Sceptical investors show concern over shortage of semiconductors, high valuations and increased competition
While China – and several other countries – power ahead with electric vehicle (EV) expansion, Wall Street is betting against the makers of new energy cars.
Short selling interest in EV companies has risen this year, according to S&P Global Market Intelligence.
Profitability for EV manufacturers will be increasingly difficult due to supply constraints and competition, according to S&P analysts.
A global shortage of components including semiconductors, high valuations and increased competition weighs on the EV sector.
China’s EV makers have not escaped the attention of short sellers, even though the market for electric EVs in China is recovering strongly after a dip in sales in 2019 and the impact of the pandemic in early 2020.
Nio, a seven-year-old EV company listed on the New York Stock Exchange in 2018, was on the brink of bankruptcy last year. But then Nio shares rose 1,000% from $5 to $53 last year. They traded at $38 on Thursday.
Nio has about 21% short interest. In comparison, Tesla’s short interest is about 6%.
“Anyone buying Nio stock now is not buying a company or its prospects, rather you are buying three letters that move on a screen,” short seller Andrew Left of Citron Research told investors.
At the end of April, the second most-shorted stock on all major US exchanges was Workhorse Group, an Ohio-based manufacturer of electric-powered delivery and utility vehicles with just over 33% of its outstanding stock held by short-sellers, according to S&P.

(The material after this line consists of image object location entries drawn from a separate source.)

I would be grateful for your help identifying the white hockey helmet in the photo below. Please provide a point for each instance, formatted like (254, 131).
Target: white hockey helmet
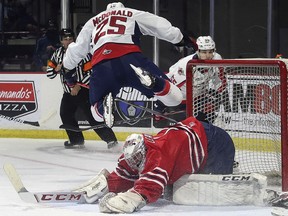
(114, 5)
(134, 151)
(205, 43)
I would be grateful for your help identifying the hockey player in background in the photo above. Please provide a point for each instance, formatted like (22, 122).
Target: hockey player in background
(75, 96)
(207, 84)
(150, 163)
(113, 38)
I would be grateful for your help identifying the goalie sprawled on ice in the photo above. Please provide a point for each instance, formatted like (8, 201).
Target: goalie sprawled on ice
(195, 157)
(151, 163)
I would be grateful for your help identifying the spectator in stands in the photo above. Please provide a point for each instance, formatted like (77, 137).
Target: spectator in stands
(46, 46)
(25, 22)
(75, 97)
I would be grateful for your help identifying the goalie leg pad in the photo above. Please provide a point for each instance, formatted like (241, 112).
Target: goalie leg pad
(95, 188)
(220, 190)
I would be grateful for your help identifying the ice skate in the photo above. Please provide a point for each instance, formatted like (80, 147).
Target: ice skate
(108, 104)
(70, 145)
(144, 76)
(278, 211)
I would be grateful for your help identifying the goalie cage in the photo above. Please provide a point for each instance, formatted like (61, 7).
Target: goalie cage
(253, 110)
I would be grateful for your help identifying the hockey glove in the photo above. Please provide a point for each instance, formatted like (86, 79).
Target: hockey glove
(159, 107)
(95, 188)
(213, 94)
(70, 77)
(185, 42)
(127, 202)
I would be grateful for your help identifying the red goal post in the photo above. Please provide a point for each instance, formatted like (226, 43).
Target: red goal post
(252, 108)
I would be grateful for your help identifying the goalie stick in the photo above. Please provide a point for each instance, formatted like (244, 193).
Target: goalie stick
(117, 123)
(40, 197)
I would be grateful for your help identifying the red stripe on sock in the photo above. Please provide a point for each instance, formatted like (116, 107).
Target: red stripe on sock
(165, 90)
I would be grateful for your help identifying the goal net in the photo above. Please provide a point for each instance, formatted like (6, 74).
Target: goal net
(252, 108)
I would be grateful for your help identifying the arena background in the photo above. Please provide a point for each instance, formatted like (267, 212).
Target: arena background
(240, 28)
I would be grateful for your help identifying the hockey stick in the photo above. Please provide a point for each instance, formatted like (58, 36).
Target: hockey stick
(40, 197)
(147, 109)
(120, 122)
(20, 120)
(138, 106)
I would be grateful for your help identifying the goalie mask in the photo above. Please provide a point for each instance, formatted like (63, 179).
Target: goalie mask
(134, 151)
(114, 5)
(205, 43)
(206, 47)
(66, 33)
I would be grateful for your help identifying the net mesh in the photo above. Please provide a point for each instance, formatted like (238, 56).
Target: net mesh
(249, 108)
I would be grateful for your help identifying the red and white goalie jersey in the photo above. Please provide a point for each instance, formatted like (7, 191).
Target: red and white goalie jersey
(212, 78)
(172, 153)
(116, 32)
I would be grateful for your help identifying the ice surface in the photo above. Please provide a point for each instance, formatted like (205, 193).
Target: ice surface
(44, 165)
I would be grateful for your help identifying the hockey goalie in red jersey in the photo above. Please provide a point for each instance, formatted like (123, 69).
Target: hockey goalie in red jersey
(150, 163)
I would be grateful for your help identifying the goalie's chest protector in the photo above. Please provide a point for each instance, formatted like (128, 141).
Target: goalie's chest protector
(179, 150)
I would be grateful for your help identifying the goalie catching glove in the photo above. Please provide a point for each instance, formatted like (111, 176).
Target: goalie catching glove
(70, 77)
(127, 202)
(95, 188)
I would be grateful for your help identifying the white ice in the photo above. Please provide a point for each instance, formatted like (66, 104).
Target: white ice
(44, 165)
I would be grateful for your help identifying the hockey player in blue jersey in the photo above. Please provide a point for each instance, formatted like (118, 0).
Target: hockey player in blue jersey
(113, 38)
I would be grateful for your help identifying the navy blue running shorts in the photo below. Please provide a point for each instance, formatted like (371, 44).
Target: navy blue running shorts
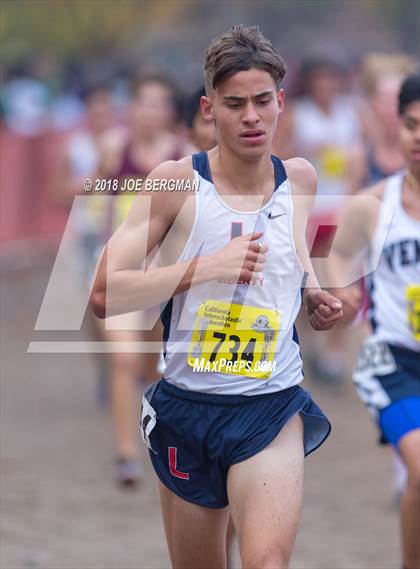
(194, 437)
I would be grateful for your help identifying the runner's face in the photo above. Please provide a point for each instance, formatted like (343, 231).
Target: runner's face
(410, 134)
(245, 108)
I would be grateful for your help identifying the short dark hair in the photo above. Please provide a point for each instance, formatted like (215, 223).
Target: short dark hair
(192, 106)
(241, 49)
(409, 93)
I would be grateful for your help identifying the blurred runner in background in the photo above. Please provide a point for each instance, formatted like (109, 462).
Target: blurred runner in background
(78, 160)
(323, 127)
(149, 140)
(387, 374)
(380, 156)
(201, 132)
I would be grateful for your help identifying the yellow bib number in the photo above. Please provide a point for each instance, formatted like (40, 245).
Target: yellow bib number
(234, 339)
(333, 162)
(123, 203)
(412, 295)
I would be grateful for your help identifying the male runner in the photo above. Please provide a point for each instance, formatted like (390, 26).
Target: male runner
(233, 257)
(387, 375)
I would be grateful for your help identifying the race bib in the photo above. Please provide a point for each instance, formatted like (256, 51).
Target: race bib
(122, 206)
(412, 295)
(234, 339)
(333, 162)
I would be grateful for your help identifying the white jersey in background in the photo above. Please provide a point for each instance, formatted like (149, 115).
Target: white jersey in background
(227, 337)
(395, 285)
(324, 140)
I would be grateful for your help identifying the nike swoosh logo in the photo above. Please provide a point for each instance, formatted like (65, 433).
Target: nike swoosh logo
(270, 216)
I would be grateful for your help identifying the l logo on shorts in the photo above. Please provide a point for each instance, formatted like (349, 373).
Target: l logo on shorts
(172, 452)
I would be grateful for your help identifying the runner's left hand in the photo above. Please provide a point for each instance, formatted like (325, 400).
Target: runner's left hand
(323, 309)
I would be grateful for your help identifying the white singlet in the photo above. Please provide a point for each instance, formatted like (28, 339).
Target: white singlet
(229, 337)
(324, 140)
(395, 285)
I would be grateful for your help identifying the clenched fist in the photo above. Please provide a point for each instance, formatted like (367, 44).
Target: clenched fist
(242, 258)
(323, 309)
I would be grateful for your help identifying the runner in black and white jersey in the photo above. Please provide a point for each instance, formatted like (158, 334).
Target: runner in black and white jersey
(387, 374)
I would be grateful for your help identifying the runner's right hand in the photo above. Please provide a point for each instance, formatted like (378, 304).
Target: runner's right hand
(242, 258)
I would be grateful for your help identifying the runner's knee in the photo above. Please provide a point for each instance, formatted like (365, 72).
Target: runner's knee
(270, 558)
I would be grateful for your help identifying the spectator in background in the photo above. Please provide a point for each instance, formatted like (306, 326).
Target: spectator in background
(202, 133)
(381, 76)
(322, 126)
(77, 159)
(26, 100)
(149, 140)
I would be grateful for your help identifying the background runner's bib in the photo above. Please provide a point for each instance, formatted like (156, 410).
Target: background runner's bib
(395, 286)
(233, 337)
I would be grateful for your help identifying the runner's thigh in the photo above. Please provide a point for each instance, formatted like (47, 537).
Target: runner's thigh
(265, 495)
(196, 535)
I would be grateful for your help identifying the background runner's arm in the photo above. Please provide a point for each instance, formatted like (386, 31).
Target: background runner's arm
(355, 228)
(322, 308)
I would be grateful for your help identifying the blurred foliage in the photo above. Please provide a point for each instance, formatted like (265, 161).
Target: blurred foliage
(107, 28)
(79, 27)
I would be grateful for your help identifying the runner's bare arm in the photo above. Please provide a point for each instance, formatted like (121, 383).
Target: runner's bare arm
(323, 309)
(123, 285)
(356, 225)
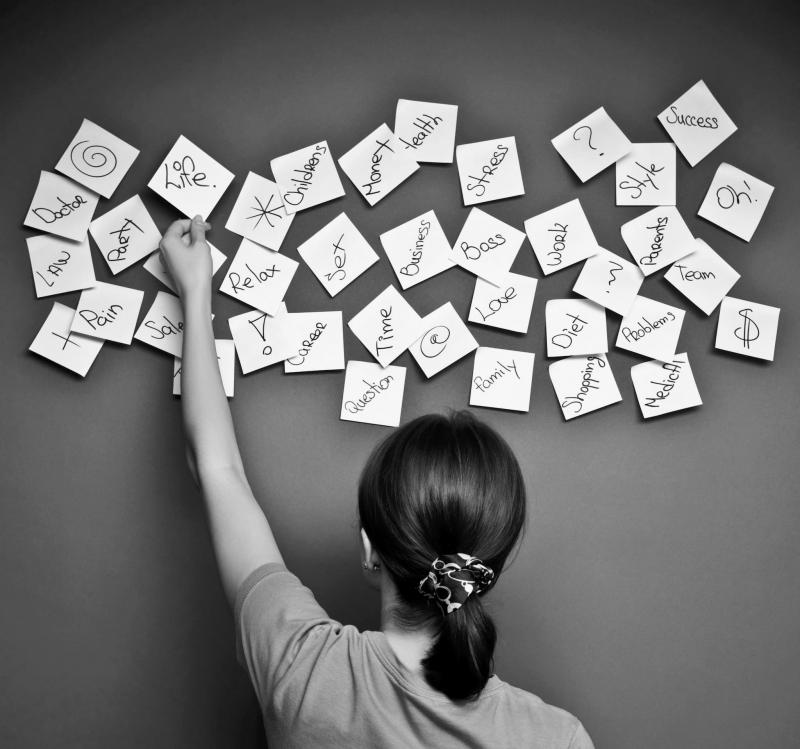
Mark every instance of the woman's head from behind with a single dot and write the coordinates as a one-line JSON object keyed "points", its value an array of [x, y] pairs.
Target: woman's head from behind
{"points": [[436, 487]]}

Blink Charging, a supplier of equipment and charging stations for electric vehicles, was the third-most-shorted stock at the end of April, with 32.5% in short interest.
Short-sellers borrow stock and sell it in anticipation that they can replace it at a later date at a lower cost if the share price falls.
If their plays are successful, short-sellers profit from the difference between the price at which they sell the stock and the price at which they repurchase.
Since the start of the year through to May 25, stocks of the most-shorted electric car companies — Workhorse, Lordstown Motors and Electrameccanica Vehicles — have fallen 58.9%, 55.4%, and 45.6%, respectively.
EV companies also face competition from traditional carmakers like Ford Motor Co. and General Motors Co.
During the same period, shares in GM and Ford, which had short interest of just over 1% as of the end of April, have climbed 36.3% and 45.7%, respectively.
TRANSFORM THE SECTOR
At present, most car manufacturers are not selling EVs at a profit, but China’s policies are expected to transform the domestic automotive sector and boost sales of EVs.
Some EV makers went public via special purpose acquisition companies (SPACs), including Lordstown and Fisker.
Short-sellers found EV startups an easy target “once the SPAC bubble popped,” said Edward Moya, a senior market analyst with OANDA. “The EV space got crowded quickly.”
While there is little doubt that EVs are going to become increasingly dominant as a share of overall vehicle sales over the next decade, the number of EV manufacturers has increased, Abigail Sun, equity analyst at Schroders, said.
“Traditional manufacturers are having their sights firmly on gaining market share in the EV segment,” she said. “This makes for a crowded, more competitive marketplace which will likely erode manufacturer profitability.”